I am not a fan of the 3×3 size photo pop-out. I don’t understand how this gimmick adds value to these postcards. All competing services plaster a photo on the front of the postcard. Creating a nice picture and hung on a fridge or displayed elsewhere. I’m frustrated by Postagrams skimpy 140 maximum character text, the most restrictive I tested. You can only fit a tiny, Twitter quip on the postcards.
My Postagram postcard arrival was 5 days, and all of the other postcards I ordered arrived in 4 days. A mark against Postagram.


Postino has a few features that I appreciate. The app contains a small selection of frame borders that you can wrap around your selected photo. And providing the ability to add a little flair to the final image. Postino was the only service that printed a picture all the way to the edge of the card. And with no white or black padding. I wish all these services would follow Postino’s lead to provide borderless photo printing. A fun feature is adding a signature and giving it a personal touch from the phone.
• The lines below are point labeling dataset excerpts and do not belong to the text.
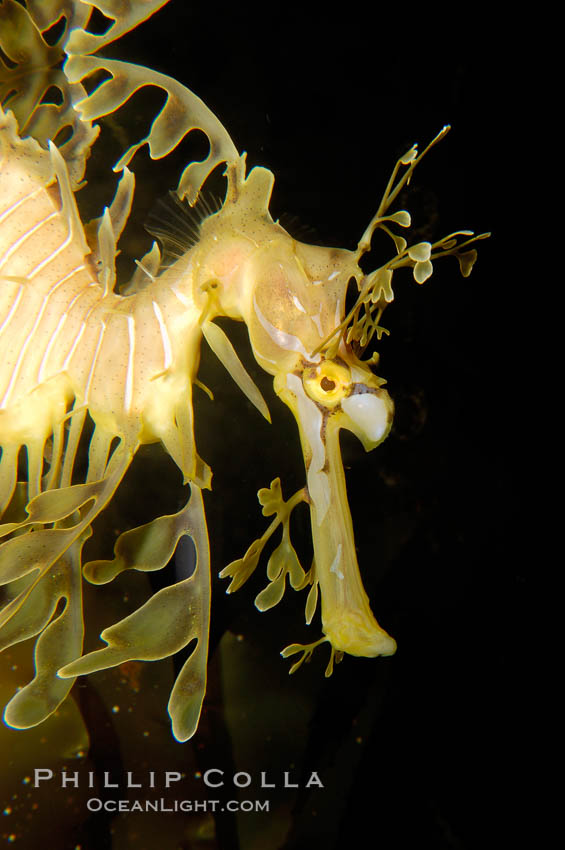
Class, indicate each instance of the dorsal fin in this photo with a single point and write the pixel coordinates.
(177, 225)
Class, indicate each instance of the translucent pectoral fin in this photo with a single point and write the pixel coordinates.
(226, 354)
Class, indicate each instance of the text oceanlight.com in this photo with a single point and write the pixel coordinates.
(95, 804)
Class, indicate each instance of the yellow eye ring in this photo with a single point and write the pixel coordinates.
(327, 383)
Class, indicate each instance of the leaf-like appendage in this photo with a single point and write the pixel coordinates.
(27, 87)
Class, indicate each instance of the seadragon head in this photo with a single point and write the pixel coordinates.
(292, 297)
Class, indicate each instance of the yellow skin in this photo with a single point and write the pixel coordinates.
(291, 296)
(72, 345)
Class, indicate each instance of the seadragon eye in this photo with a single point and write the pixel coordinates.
(327, 383)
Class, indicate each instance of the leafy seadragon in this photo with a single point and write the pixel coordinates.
(76, 353)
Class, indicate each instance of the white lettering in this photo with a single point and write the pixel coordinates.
(41, 773)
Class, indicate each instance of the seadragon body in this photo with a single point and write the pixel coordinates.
(74, 350)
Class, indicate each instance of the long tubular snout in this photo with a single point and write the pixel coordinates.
(347, 619)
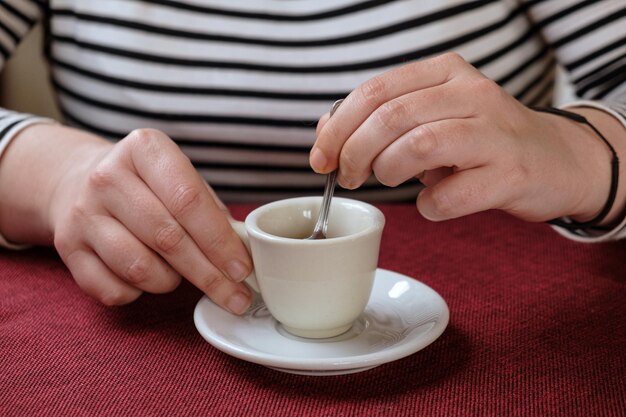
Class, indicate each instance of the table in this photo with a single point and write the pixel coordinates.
(537, 327)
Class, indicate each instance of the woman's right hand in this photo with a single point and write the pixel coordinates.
(136, 216)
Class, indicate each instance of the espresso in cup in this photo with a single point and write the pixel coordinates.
(314, 288)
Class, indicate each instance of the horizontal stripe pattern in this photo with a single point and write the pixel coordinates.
(240, 85)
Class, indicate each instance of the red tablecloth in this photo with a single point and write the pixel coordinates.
(538, 327)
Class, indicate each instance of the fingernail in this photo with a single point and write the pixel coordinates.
(318, 160)
(238, 303)
(237, 270)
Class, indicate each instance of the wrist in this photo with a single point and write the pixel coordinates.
(615, 134)
(31, 172)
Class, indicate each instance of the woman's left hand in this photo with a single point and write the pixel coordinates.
(474, 146)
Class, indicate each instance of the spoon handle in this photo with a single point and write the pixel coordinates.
(331, 181)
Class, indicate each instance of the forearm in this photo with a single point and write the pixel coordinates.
(31, 169)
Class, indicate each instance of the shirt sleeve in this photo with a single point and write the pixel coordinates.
(17, 17)
(589, 40)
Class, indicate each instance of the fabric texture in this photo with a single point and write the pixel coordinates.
(240, 85)
(537, 329)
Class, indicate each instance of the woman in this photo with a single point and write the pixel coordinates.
(238, 86)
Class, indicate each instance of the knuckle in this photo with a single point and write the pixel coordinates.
(168, 238)
(516, 176)
(217, 243)
(424, 143)
(391, 114)
(442, 202)
(184, 199)
(138, 271)
(452, 58)
(372, 89)
(102, 177)
(170, 284)
(211, 284)
(484, 87)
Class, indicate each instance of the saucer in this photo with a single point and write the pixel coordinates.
(403, 316)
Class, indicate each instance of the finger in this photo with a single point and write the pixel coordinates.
(130, 201)
(465, 192)
(129, 258)
(366, 98)
(392, 120)
(433, 176)
(183, 192)
(97, 280)
(460, 143)
(320, 124)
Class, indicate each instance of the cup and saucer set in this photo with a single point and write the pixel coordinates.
(325, 309)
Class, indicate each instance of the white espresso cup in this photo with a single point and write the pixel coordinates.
(314, 288)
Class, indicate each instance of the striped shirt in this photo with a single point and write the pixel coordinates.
(239, 85)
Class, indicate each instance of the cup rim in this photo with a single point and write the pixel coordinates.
(253, 229)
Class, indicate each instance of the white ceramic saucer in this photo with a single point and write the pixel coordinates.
(402, 316)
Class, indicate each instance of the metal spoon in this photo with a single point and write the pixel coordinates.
(331, 180)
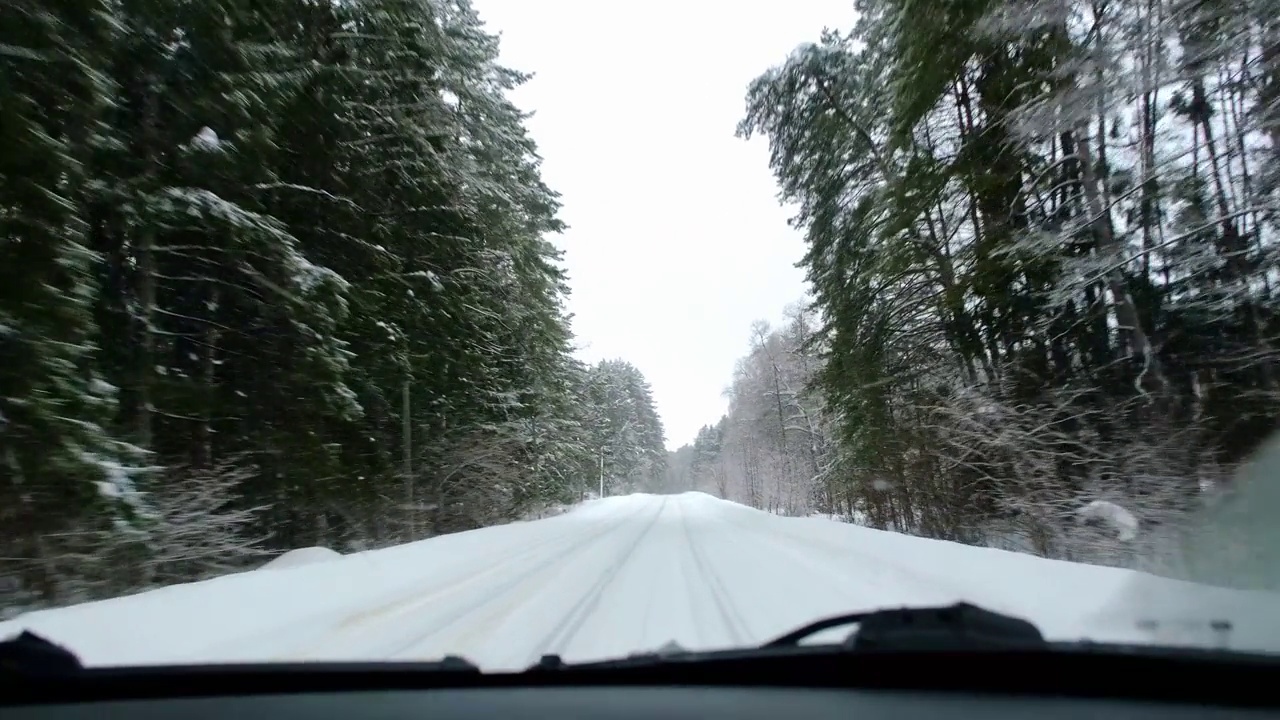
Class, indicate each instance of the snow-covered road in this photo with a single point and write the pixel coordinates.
(606, 579)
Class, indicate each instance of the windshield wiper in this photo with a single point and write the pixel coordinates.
(951, 628)
(30, 654)
(955, 627)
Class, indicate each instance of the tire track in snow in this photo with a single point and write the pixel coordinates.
(507, 596)
(782, 538)
(572, 621)
(728, 613)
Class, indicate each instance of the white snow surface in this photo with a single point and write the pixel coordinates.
(608, 578)
(301, 556)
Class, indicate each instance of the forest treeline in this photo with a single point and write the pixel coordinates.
(1042, 250)
(277, 274)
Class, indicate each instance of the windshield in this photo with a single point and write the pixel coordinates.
(329, 333)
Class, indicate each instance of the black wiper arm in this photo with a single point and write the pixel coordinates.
(927, 629)
(30, 654)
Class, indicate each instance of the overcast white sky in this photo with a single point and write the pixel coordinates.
(676, 240)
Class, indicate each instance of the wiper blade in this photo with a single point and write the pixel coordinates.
(926, 629)
(30, 654)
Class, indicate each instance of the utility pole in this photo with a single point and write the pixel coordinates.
(407, 431)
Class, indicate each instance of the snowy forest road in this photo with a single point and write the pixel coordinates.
(609, 578)
(606, 579)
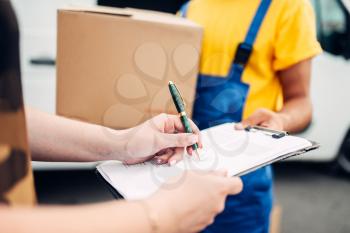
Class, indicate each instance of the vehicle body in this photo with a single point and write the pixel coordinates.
(330, 77)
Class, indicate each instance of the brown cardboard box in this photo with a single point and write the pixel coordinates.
(113, 65)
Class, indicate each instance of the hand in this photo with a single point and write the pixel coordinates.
(160, 138)
(265, 118)
(193, 205)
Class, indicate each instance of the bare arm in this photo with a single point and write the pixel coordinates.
(297, 109)
(171, 210)
(108, 217)
(54, 138)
Sign your postcard with Postino.

The max limit for the text portion of these postcards is 300 characters. Postino charges $2 per postcard if the destination is home or Worldwide. It was the most expensive service. They do offer a deal of 100 stamps for $149. And Bring the price down to $1.49 per postcard if you buy in bulk.
I did experience a few issues using the Postino app, unfortunately. First, the app would not run on my Moto X running Android 4.4, crashing every time I selected a photo. I did get the app to work on my Galaxy Nexus running Android 4.2. The process flow was not uniform or intuitive. Tapping the Android system back key would be best to continue in some areas. In others, you tap the menu button, and the save option to continue. My Postino card arrived after 4 days.
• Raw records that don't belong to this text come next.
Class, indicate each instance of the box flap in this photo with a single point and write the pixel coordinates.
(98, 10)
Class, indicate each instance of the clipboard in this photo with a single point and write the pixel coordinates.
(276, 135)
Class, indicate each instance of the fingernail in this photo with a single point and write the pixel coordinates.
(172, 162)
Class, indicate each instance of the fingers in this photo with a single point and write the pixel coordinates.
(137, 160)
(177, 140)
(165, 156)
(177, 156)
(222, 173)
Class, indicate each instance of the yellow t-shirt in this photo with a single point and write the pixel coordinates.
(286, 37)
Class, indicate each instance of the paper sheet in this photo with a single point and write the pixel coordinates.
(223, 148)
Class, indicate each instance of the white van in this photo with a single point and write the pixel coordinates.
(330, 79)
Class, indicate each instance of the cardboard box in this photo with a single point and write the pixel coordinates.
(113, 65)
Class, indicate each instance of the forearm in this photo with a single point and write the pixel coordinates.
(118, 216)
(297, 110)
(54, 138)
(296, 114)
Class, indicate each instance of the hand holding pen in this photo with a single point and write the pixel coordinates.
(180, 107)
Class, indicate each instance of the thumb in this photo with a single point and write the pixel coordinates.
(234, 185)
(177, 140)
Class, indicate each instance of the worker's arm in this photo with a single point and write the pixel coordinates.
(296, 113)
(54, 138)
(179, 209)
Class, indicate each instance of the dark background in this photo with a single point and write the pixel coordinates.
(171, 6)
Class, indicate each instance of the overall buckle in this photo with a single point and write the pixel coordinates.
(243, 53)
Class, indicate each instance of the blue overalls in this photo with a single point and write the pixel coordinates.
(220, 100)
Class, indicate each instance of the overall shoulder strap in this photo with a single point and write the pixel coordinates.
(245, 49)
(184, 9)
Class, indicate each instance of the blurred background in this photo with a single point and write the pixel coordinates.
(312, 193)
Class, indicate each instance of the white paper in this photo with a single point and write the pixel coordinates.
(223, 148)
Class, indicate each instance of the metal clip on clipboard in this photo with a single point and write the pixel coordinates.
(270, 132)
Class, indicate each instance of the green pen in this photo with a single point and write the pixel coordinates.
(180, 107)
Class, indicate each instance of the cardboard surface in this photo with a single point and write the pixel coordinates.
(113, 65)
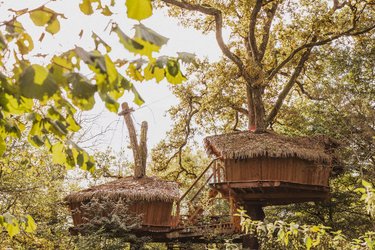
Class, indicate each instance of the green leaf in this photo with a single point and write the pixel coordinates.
(173, 73)
(36, 141)
(11, 225)
(30, 224)
(186, 57)
(139, 9)
(137, 98)
(129, 44)
(308, 242)
(36, 82)
(3, 146)
(86, 7)
(366, 184)
(3, 44)
(99, 41)
(72, 124)
(41, 16)
(58, 153)
(81, 91)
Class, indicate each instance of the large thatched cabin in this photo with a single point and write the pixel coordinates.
(271, 169)
(148, 197)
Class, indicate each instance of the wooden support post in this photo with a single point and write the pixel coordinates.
(250, 242)
(143, 147)
(139, 150)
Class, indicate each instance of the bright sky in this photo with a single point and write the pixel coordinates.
(158, 97)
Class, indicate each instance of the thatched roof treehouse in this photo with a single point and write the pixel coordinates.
(149, 198)
(271, 169)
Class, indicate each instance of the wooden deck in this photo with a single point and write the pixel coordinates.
(271, 192)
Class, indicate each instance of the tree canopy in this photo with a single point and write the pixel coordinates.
(294, 66)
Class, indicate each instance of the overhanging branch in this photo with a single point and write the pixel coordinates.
(283, 94)
(217, 14)
(252, 38)
(310, 45)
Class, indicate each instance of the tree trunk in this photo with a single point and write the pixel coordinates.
(143, 147)
(250, 242)
(259, 110)
(250, 108)
(126, 112)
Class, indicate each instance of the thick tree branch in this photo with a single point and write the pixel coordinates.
(240, 110)
(252, 38)
(266, 30)
(219, 26)
(303, 91)
(288, 86)
(348, 32)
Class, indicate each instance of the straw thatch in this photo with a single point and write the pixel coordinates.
(135, 189)
(243, 145)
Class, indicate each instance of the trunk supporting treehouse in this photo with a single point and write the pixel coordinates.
(149, 198)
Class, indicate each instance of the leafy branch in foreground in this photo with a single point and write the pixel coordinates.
(283, 235)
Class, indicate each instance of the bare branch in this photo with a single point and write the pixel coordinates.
(252, 38)
(348, 32)
(208, 10)
(266, 30)
(288, 86)
(240, 110)
(303, 91)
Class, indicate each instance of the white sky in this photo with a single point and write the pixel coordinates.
(158, 97)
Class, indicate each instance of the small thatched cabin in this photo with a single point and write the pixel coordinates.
(271, 169)
(149, 197)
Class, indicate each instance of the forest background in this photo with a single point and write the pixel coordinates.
(328, 89)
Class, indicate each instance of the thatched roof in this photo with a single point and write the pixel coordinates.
(142, 189)
(242, 145)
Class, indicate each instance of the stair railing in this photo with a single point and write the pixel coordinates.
(192, 185)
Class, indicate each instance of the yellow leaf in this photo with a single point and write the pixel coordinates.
(58, 155)
(134, 73)
(86, 7)
(139, 9)
(53, 27)
(31, 226)
(41, 17)
(106, 11)
(25, 43)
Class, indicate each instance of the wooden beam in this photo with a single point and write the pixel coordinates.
(126, 113)
(143, 147)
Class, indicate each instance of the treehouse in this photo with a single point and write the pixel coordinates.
(148, 197)
(271, 169)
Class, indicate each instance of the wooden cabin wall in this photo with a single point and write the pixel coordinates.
(75, 208)
(153, 213)
(277, 169)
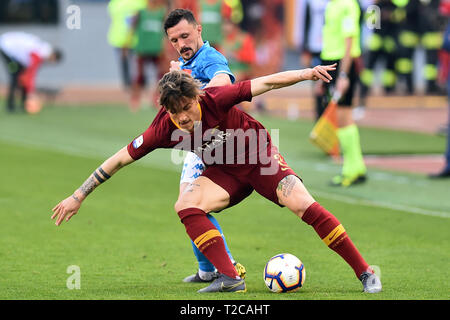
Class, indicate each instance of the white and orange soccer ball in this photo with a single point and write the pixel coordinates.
(284, 273)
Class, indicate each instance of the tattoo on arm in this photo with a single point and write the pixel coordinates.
(191, 186)
(76, 198)
(286, 185)
(88, 186)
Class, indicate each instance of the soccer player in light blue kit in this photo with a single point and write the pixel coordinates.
(210, 67)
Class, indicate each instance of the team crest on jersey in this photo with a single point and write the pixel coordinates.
(138, 141)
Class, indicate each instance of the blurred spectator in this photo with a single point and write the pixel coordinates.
(445, 76)
(381, 46)
(239, 47)
(430, 26)
(23, 55)
(420, 24)
(211, 19)
(147, 26)
(406, 17)
(121, 13)
(312, 45)
(341, 45)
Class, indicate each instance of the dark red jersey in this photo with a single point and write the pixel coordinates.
(225, 134)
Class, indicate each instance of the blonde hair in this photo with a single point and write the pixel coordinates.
(176, 85)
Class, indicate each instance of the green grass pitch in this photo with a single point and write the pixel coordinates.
(128, 241)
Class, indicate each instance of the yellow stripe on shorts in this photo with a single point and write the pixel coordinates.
(208, 235)
(333, 235)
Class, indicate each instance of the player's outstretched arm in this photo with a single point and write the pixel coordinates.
(288, 78)
(70, 206)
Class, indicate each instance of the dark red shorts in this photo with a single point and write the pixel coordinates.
(240, 180)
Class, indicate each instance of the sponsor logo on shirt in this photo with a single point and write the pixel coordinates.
(138, 141)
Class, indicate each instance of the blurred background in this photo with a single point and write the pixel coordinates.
(269, 36)
(277, 28)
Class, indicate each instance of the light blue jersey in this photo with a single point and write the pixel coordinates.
(203, 66)
(206, 64)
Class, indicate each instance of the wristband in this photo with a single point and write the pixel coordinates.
(342, 74)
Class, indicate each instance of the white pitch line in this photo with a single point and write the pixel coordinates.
(379, 204)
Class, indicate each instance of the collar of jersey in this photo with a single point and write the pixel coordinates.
(176, 124)
(203, 47)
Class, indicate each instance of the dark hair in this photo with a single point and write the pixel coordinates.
(176, 16)
(58, 54)
(176, 85)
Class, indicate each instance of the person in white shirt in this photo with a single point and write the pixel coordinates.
(23, 55)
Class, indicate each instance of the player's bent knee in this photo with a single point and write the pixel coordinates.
(293, 195)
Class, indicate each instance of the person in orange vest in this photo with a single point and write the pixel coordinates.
(24, 54)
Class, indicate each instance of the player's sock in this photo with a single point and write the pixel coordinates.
(208, 239)
(353, 162)
(206, 268)
(333, 234)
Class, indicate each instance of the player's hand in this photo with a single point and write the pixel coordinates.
(66, 209)
(33, 104)
(175, 65)
(342, 84)
(320, 73)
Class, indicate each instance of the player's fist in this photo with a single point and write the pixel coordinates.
(33, 105)
(175, 65)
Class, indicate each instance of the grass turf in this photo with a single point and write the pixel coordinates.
(129, 243)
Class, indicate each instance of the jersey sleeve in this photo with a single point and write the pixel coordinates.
(350, 21)
(221, 99)
(156, 136)
(217, 65)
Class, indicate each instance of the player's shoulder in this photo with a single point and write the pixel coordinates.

PostDroid (Postcards, Mugs, Calendars…)

PostDroid allows you to save and schedule them to be sent. And allows for a whopping 450 characters of text on its cards. This is the most permitted text on a postcard. There is no single postcard purchase option. The minimum amount available being $5 for 4 postcard credits or $1.25 per card. Looking at package prices, I saw a promo bundle offered 45 credits for $40, equaling $0.89 per postcard.
For some strange reason, the PostDroid app doesn’t allow image manipulation. No zooming, no cropping, nothing. You’ll notice that the PostDroid card I received has thick white borders over the top and bottom of the photo. Resulting from trying to squeeze a widescreen aspect ratio photo into a 4×6 postcard. The PostDroid app is cluttered and buttons are scattered in no particular order, with a jarring lime green background.

The PostDroid app has buttons everywhere.

My PostDroid card arrived on 3/22.


The Touchnote is designed well.

Touchnote was the most elegant and straightforward use of all the postcard apps I tested. After selecting a photo, you can reposition it, rotate it or zoom in using your touch controls. As you would expect it to work on a smartphone. One of Touchnote’s novel features is the optional map printout. If you send a postcard from your phone. Touchnote reads your GPS location and can include a micro map image of your whereabouts. Which it prints above the TO address. The app has Facebook integration. If desired, you can log in with your credentials and share your photo postcards with your friends. Touchnote cards for a 3-card pack cost $6 shipped worldwide.

My Touchnote card arrived on 4 days.

Clockwise from top left; Postagram, PostDroid, Touchnote, Postino.